UVA1364 Knights of the Round Table
Tarjan求点双联通分量+二分图染色
题中给出了不可以出现在同一个会议的骑士,但这样貌似不好写,我们可以将能够在同一会议中的骑士连边。我们可以发现在同一个奇环内的骑士一定可以开会。
连完之后会形成若干个连同块,我们可以知道一个结论,只要一个强连通分量有一个奇环,那么这个强连通分量中所有点都在奇环上。如果这个强联通分量上没有奇环,那它就一定是个二分图。(反过来说也对:如果一个图为二分图,那它肯定没有奇环。

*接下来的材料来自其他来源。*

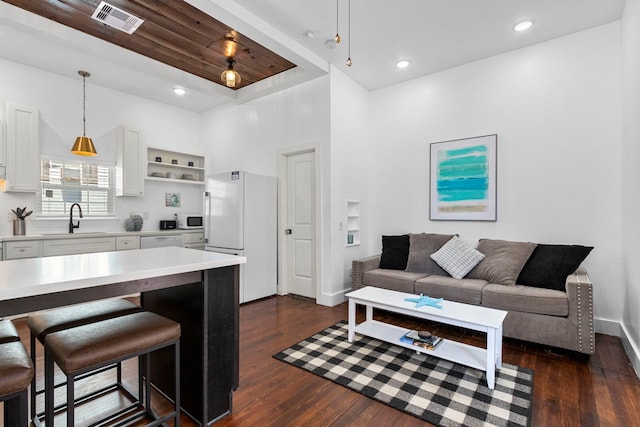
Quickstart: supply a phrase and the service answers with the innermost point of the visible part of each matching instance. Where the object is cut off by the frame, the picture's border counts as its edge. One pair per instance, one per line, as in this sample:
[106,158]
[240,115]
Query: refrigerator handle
[206,207]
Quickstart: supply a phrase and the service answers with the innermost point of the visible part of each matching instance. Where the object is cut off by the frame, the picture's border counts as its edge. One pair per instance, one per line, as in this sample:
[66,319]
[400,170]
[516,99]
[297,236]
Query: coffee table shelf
[468,316]
[449,350]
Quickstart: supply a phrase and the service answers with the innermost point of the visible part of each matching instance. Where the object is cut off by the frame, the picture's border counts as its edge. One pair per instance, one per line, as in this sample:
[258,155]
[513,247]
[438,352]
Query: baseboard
[631,348]
[617,329]
[607,327]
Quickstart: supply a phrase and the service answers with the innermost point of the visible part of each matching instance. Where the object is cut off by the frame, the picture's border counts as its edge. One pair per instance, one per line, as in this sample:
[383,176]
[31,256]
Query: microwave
[186,221]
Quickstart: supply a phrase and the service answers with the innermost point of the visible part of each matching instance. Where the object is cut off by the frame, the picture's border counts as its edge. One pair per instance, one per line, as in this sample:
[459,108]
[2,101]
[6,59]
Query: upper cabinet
[22,155]
[165,165]
[130,162]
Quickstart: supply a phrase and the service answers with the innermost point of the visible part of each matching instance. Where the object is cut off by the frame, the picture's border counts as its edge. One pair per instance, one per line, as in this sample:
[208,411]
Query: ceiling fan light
[522,26]
[230,77]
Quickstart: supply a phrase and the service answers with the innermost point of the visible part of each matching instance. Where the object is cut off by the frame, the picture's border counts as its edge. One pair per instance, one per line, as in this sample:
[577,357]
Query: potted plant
[19,225]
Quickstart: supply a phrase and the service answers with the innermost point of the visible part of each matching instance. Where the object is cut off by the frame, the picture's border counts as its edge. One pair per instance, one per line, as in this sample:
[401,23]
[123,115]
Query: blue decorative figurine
[425,300]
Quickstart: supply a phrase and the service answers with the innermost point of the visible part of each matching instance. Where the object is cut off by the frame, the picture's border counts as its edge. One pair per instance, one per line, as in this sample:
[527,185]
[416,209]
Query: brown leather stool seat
[89,347]
[44,323]
[16,371]
[8,332]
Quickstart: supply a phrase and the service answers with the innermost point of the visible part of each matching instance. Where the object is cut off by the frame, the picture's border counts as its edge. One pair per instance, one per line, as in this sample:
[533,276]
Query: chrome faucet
[71,226]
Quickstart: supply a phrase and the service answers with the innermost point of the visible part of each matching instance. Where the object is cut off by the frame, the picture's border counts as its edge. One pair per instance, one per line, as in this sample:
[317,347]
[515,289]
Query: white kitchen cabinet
[22,249]
[124,243]
[193,240]
[130,162]
[22,151]
[173,166]
[81,245]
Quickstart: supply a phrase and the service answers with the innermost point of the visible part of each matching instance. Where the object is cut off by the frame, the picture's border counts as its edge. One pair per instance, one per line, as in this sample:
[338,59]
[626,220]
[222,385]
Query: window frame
[86,189]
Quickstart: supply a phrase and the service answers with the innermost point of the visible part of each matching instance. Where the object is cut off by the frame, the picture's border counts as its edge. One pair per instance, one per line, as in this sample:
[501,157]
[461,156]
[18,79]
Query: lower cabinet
[22,249]
[124,243]
[83,245]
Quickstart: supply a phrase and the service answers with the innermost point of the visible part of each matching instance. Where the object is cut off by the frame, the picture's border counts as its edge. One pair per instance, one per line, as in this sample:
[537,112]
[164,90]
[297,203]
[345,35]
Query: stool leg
[147,383]
[34,412]
[49,389]
[16,411]
[71,410]
[177,382]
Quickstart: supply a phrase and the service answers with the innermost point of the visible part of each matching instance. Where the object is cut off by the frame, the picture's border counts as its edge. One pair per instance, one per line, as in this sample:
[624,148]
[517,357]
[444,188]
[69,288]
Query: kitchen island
[199,289]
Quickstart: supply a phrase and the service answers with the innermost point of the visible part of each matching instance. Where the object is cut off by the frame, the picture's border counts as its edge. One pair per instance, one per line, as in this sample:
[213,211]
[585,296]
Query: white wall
[631,177]
[556,109]
[352,145]
[250,137]
[59,101]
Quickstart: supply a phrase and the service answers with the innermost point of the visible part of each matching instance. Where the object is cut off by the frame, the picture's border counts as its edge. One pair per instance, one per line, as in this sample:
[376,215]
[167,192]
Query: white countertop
[36,276]
[81,234]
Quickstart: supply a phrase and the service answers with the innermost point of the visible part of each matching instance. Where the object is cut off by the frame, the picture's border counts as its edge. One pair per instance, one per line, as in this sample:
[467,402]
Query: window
[65,182]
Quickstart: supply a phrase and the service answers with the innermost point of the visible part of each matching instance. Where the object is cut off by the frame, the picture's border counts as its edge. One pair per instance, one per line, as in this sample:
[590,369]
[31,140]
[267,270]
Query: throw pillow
[503,260]
[395,252]
[457,257]
[420,247]
[549,265]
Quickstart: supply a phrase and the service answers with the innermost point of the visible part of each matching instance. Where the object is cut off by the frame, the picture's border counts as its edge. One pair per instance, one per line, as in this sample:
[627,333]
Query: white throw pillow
[457,258]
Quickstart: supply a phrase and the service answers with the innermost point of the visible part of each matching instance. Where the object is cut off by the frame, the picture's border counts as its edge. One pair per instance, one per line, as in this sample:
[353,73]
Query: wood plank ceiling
[173,32]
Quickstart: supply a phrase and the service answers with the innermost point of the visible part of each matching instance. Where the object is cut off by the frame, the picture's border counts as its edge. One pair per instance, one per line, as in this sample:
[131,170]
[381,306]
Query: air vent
[116,18]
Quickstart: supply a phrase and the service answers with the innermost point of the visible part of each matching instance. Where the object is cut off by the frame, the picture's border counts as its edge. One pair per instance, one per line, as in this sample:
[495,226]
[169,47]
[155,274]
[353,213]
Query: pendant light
[84,145]
[230,77]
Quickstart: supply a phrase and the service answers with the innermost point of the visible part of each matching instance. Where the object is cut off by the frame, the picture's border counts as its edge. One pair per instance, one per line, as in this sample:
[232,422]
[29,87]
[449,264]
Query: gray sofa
[556,317]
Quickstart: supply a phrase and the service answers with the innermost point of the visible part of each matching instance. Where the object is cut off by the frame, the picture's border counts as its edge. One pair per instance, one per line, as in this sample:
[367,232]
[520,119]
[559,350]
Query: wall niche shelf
[173,166]
[353,223]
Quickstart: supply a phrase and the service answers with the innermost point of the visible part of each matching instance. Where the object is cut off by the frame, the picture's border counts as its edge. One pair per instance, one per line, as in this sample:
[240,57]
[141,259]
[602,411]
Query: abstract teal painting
[463,179]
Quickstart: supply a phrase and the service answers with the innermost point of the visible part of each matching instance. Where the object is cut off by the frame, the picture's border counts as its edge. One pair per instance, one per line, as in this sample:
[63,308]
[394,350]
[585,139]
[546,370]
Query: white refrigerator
[240,218]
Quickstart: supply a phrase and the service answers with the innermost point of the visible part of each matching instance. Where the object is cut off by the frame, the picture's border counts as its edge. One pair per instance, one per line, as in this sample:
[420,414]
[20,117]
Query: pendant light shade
[230,77]
[84,145]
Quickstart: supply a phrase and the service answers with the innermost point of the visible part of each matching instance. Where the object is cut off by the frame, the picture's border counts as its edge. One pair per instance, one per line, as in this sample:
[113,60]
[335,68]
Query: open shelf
[172,166]
[353,223]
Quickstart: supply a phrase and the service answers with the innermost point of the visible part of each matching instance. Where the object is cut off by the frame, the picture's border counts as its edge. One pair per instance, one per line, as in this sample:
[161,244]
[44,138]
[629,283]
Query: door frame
[283,154]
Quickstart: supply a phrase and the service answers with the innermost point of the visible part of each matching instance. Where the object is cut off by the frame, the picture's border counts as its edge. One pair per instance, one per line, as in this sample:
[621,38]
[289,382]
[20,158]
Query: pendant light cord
[349,62]
[84,105]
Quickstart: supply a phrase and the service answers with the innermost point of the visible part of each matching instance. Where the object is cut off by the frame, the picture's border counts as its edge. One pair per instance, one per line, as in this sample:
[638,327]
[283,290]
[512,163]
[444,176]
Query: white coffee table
[452,313]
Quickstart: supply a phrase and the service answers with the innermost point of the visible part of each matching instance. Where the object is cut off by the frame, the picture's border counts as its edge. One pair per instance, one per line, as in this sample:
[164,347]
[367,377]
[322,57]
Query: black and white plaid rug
[434,390]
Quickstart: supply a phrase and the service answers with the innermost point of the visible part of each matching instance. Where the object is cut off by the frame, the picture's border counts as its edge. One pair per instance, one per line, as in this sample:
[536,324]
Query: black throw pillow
[549,265]
[395,252]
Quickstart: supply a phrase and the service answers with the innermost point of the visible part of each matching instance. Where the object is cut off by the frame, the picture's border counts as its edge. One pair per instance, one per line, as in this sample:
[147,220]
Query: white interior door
[301,225]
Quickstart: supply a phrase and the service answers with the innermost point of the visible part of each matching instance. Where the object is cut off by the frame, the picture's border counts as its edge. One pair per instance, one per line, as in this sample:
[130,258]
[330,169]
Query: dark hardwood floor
[569,389]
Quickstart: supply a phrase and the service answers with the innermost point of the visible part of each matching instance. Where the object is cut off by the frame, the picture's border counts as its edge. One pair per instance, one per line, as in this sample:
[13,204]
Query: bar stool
[16,371]
[8,332]
[92,346]
[42,324]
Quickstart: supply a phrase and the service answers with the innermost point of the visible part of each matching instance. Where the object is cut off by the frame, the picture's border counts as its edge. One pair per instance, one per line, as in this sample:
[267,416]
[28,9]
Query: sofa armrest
[580,294]
[359,267]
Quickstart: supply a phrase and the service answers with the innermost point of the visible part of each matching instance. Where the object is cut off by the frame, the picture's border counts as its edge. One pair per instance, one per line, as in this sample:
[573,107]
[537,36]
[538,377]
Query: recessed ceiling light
[522,26]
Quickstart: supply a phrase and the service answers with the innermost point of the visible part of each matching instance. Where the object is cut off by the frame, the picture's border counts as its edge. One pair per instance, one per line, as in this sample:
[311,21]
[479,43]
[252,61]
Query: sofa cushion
[456,257]
[396,280]
[468,291]
[503,261]
[395,252]
[421,246]
[549,265]
[527,299]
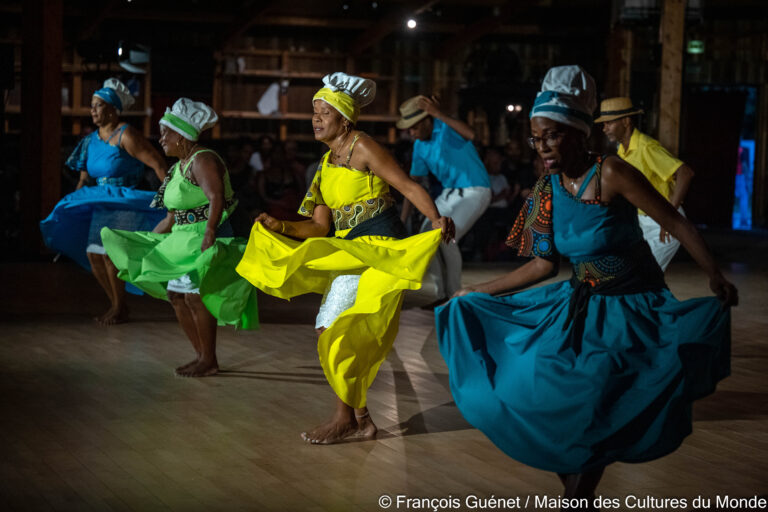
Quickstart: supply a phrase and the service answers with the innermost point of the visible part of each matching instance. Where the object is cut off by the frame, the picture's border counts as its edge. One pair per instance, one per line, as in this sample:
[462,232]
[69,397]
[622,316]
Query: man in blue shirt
[443,146]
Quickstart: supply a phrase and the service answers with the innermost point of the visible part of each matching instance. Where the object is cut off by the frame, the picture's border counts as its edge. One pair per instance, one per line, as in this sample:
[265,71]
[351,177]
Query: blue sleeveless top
[585,230]
[109,164]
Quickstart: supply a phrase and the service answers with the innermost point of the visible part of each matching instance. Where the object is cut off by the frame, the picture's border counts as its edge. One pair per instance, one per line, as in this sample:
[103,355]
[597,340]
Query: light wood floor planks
[92,418]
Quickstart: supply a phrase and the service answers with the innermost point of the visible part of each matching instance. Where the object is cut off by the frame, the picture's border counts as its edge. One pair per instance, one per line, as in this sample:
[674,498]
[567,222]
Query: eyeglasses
[551,139]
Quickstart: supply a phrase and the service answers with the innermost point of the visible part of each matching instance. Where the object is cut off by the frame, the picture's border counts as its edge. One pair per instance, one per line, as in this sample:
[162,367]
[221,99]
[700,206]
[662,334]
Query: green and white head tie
[189,118]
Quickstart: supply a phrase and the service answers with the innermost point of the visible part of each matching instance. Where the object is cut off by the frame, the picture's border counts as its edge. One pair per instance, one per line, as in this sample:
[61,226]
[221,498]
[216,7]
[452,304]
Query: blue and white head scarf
[116,94]
[568,96]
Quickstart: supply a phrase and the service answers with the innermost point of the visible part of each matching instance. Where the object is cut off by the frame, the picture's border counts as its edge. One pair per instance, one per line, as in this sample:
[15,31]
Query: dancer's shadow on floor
[298,377]
[732,405]
[442,418]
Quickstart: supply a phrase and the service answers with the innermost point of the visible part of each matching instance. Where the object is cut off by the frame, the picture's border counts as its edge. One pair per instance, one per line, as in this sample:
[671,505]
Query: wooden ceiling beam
[91,23]
[246,21]
[381,29]
[488,25]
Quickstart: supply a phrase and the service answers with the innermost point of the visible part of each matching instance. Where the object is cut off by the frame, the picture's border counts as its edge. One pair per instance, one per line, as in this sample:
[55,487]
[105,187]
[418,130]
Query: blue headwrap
[110,96]
[567,96]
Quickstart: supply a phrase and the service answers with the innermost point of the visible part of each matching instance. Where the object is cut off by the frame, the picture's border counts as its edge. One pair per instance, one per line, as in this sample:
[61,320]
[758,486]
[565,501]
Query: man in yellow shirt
[668,175]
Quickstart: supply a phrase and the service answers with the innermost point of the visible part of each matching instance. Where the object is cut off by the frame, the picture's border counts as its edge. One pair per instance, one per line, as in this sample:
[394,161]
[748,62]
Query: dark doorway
[712,121]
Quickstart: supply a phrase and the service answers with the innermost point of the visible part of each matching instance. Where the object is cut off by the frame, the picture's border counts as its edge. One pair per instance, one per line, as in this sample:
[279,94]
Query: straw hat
[410,113]
[616,108]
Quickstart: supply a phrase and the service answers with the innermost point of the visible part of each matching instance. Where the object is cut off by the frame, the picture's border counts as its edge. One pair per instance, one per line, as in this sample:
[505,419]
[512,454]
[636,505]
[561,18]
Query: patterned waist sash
[199,214]
[387,223]
[129,180]
[351,215]
[632,271]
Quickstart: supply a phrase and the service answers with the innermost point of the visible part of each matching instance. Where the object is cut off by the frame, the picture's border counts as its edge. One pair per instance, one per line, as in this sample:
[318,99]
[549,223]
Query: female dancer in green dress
[190,256]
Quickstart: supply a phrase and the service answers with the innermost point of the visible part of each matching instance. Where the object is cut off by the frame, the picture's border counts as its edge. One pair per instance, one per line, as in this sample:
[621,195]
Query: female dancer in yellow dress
[363,269]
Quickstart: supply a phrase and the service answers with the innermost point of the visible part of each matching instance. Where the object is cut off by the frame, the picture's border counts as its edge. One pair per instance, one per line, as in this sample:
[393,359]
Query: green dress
[149,260]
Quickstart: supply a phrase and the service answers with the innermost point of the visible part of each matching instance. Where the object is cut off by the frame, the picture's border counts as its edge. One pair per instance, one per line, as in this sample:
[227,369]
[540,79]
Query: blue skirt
[626,396]
[77,219]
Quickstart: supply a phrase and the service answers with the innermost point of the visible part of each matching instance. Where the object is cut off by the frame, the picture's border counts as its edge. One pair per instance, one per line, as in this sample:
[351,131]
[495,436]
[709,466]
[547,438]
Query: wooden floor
[92,418]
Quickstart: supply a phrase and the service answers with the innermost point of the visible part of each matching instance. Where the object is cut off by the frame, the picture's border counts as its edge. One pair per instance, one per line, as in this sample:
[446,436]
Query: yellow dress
[353,347]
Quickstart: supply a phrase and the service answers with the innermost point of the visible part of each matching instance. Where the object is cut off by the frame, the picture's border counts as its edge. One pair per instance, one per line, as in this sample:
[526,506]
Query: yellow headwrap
[341,101]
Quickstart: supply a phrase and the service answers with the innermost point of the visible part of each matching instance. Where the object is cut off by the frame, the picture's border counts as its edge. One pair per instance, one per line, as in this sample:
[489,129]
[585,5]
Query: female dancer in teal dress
[604,367]
[114,155]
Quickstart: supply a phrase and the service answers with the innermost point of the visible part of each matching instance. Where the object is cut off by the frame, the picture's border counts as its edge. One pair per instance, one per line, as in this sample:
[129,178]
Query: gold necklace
[190,153]
[334,153]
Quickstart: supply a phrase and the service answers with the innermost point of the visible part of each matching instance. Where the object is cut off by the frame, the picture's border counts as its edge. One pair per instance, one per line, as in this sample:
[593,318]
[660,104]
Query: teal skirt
[624,395]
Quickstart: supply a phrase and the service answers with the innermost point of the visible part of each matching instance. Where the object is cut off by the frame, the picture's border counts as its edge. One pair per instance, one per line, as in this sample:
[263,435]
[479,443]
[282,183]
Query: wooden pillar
[41,116]
[672,32]
[77,94]
[760,176]
[618,79]
[216,103]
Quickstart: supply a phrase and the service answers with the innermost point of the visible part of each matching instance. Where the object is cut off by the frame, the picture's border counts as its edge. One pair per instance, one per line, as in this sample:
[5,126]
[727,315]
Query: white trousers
[464,206]
[662,251]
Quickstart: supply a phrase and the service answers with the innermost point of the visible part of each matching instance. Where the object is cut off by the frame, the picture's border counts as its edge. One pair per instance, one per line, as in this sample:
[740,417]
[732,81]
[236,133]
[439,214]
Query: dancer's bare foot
[366,429]
[201,368]
[335,431]
[113,316]
[342,429]
[187,366]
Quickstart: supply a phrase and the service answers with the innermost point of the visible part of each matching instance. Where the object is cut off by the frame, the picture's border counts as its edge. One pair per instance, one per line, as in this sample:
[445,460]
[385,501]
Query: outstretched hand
[725,291]
[429,105]
[446,227]
[208,240]
[464,291]
[270,222]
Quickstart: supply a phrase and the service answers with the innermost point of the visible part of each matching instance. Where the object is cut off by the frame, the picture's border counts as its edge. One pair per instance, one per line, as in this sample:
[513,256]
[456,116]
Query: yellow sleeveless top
[353,196]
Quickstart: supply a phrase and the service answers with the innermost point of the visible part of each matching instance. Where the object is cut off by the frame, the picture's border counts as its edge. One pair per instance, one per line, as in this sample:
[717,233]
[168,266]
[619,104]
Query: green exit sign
[696,46]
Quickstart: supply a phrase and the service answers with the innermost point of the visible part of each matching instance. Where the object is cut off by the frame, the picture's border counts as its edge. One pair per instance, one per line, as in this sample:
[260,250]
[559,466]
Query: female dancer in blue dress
[114,155]
[604,367]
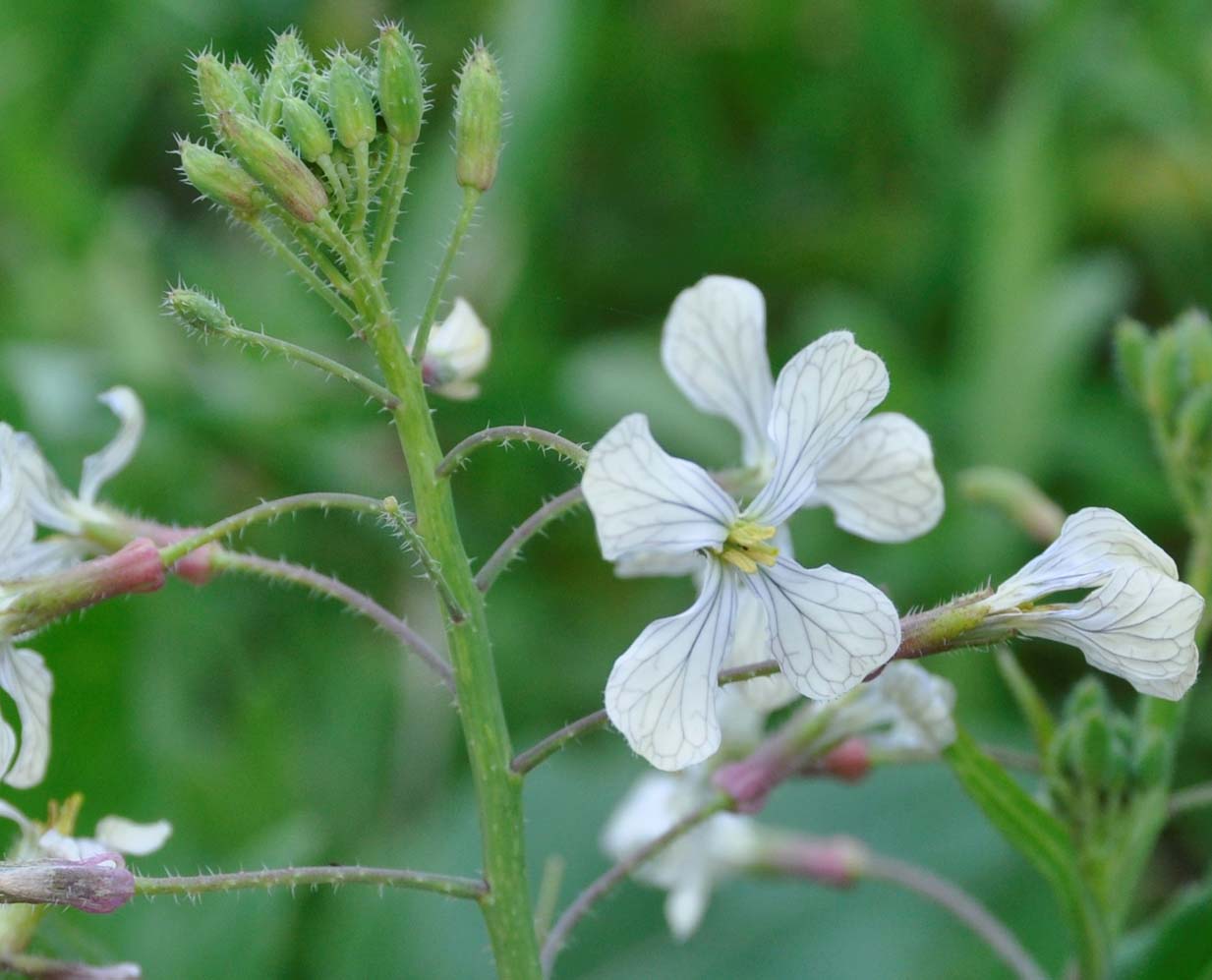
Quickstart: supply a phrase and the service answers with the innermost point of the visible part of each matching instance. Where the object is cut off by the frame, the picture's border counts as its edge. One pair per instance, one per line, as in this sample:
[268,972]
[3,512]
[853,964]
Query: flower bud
[221,180]
[196,311]
[98,885]
[217,89]
[306,129]
[401,85]
[350,104]
[274,165]
[479,108]
[289,66]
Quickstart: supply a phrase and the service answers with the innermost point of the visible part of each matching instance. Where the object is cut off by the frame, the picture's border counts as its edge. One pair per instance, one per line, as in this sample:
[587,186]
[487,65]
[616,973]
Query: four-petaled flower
[827,629]
[1137,620]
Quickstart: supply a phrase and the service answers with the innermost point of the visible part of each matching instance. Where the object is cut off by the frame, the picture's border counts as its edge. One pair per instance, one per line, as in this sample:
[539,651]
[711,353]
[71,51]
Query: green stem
[505,433]
[269,510]
[471,198]
[294,877]
[388,215]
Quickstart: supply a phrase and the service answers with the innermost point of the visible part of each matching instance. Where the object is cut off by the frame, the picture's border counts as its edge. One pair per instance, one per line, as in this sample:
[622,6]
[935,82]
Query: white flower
[30,495]
[114,835]
[1137,619]
[691,866]
[827,629]
[880,483]
[457,352]
[903,715]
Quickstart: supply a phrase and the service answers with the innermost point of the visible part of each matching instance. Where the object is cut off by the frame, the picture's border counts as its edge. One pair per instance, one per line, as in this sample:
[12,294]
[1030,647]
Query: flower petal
[644,499]
[1093,543]
[828,629]
[821,396]
[128,837]
[714,348]
[661,693]
[1138,625]
[883,485]
[25,677]
[113,458]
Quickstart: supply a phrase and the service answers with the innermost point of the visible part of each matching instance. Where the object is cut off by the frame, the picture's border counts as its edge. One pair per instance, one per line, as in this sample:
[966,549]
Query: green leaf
[1041,838]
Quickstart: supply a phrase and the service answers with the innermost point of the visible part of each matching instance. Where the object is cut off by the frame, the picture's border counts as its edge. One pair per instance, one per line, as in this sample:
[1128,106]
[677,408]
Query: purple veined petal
[644,499]
[1092,544]
[112,459]
[714,348]
[828,629]
[662,691]
[882,485]
[822,395]
[1139,625]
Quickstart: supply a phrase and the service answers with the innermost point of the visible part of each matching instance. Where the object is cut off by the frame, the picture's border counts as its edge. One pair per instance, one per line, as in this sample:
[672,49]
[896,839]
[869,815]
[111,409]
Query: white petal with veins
[714,348]
[883,485]
[662,691]
[110,459]
[644,499]
[828,629]
[25,677]
[822,395]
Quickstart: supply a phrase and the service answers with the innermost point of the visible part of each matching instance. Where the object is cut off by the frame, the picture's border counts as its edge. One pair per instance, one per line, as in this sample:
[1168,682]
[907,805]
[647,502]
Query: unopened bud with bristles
[217,89]
[274,165]
[306,129]
[350,104]
[197,311]
[401,85]
[479,107]
[221,180]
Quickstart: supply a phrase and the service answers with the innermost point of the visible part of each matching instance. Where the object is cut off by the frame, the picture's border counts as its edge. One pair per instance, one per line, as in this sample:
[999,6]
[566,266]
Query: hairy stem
[505,433]
[292,877]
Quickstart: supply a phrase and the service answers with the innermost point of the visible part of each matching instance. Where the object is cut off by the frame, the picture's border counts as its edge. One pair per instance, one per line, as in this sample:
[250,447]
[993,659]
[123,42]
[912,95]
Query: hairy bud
[350,104]
[274,165]
[401,85]
[479,110]
[221,180]
[306,129]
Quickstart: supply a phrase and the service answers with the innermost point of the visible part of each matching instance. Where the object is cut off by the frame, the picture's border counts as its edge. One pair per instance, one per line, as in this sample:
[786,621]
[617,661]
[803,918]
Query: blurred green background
[977,189]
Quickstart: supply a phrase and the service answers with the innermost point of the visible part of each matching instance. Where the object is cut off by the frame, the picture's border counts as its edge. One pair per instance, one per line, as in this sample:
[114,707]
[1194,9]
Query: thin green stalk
[571,451]
[308,356]
[269,510]
[389,212]
[292,877]
[303,271]
[471,198]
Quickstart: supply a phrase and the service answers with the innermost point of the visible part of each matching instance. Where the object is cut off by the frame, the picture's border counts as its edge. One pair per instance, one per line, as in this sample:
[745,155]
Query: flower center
[745,547]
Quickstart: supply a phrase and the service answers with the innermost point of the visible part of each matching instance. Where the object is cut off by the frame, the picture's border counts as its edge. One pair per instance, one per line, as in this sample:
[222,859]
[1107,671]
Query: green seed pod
[350,104]
[248,80]
[401,85]
[217,89]
[271,162]
[306,129]
[479,108]
[290,66]
[1132,344]
[196,311]
[221,180]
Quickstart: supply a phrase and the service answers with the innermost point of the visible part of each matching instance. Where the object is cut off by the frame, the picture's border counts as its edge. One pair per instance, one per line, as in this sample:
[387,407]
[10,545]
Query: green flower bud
[274,165]
[196,311]
[401,85]
[1132,344]
[306,129]
[217,89]
[479,108]
[290,66]
[221,180]
[350,104]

)
所以这道题我们可以用Tarjan求完强连通分量,然后再对每个强联同分量判断一下是否为二分图就好了。
#include <bits/stdc++.h>
using namespace std;
inline long long read() {
long long s = 0, f = 1; char ch;
while(!isdigit(ch = getchar())) (ch == '-') && (f = -f);
for(s = ch ^ 48;isdigit(ch = getchar()); s = (s << 1) + (s << 3) + (ch ^ 48));
return s * f;
}
const int N = 1005;
int n, m, cnt, tag, tot, top, vcc, root;
int in[N], col[N], dfn[N], low[N], vst[N], sta[N], head[N], vis[N][N];
vector <int> d[N];
struct edge { int to, nxt; } e[N * N * 2];
void add(int x, int y) {
e[++cnt].nxt = head[x]; head[x] = cnt; e[cnt].to = y;
}
void clear() {
for(int i = 1;i <= n; i++) d[i].clear();
cnt = tot = vcc = top = 0;
memset(head, 0, sizeof(head)); memset(vis, 0, sizeof(vis));
memset(dfn, 0, sizeof(dfn)); memset(low, 0, sizeof(low));
memset(col, 0, sizeof(col)); memset(vst, 0, sizeof(vst));
memset(in, 0, sizeof(in));
}
void Tarjan(int x) {
dfn[x] = low[x] = ++ tot; sta[++top] = x;
if(x == root && !head[x]) {
d[++vcc].push_back(x); return ;
}
for(int i = head[x] ; i ; i = e[i].nxt) {
int y = e[i].to;
if(!dfn[y]) {
Tarjan(y), low[x] = min(low[x], low[y]);
if(low[y] >= dfn[x]) {
++vcc; int p;
do {
p = sta[top--]; d[vcc].push_back(p);
}while(p != y);
d[vcc].push_back(x);
}
}
else low[x] = min(low[x], dfn[y]);
}
}
void judge(int x, int color, int now) {
col[x] = color;
for(int i = head[x]; i ; i = e[i].nxt) {
int y = e[i].to;
if(in[y] != now) continue;
if(!col[y]) judge(y, 3 - color, now);
else if(col[y] == color) { tag = 1; return ; }
}
}
int main() {
while(1) {
n = read(); m = read(); if(!n && !m) break;
clear();
for(int i = 1, x, y;i <= m; i++) x = read(), y = read(), vis[x][y] = vis[y][x] = 1;
for(int i = 1;i <= n; i++)
for(int j = 1;j <= n; j++) {
if(j == i) continue;
if(!vis[i][j]) add(i, j);
}
for(int i = 1;i <= n; i++) if(!dfn[i]) root = i, Tarjan(i);
for(int i = 1;i <= vcc; i++) {
for(int j = 0;j < (int)d[i].size(); j++) in[d[i][j]] = i, col[d[i][j]] = 0;
tag = 0;
if(d[i].size()) judge(d[i][0], 1, i);
if(tag)
for(int j = 0;j < (int)d[i].size(); j++) vst[d[i][j]] = 1;
}
int ans = 0;
for(int i = 1;i <= n; i++) if(!vst[i]) ans++;
printf("%d\n", ans);
}
return 0;
}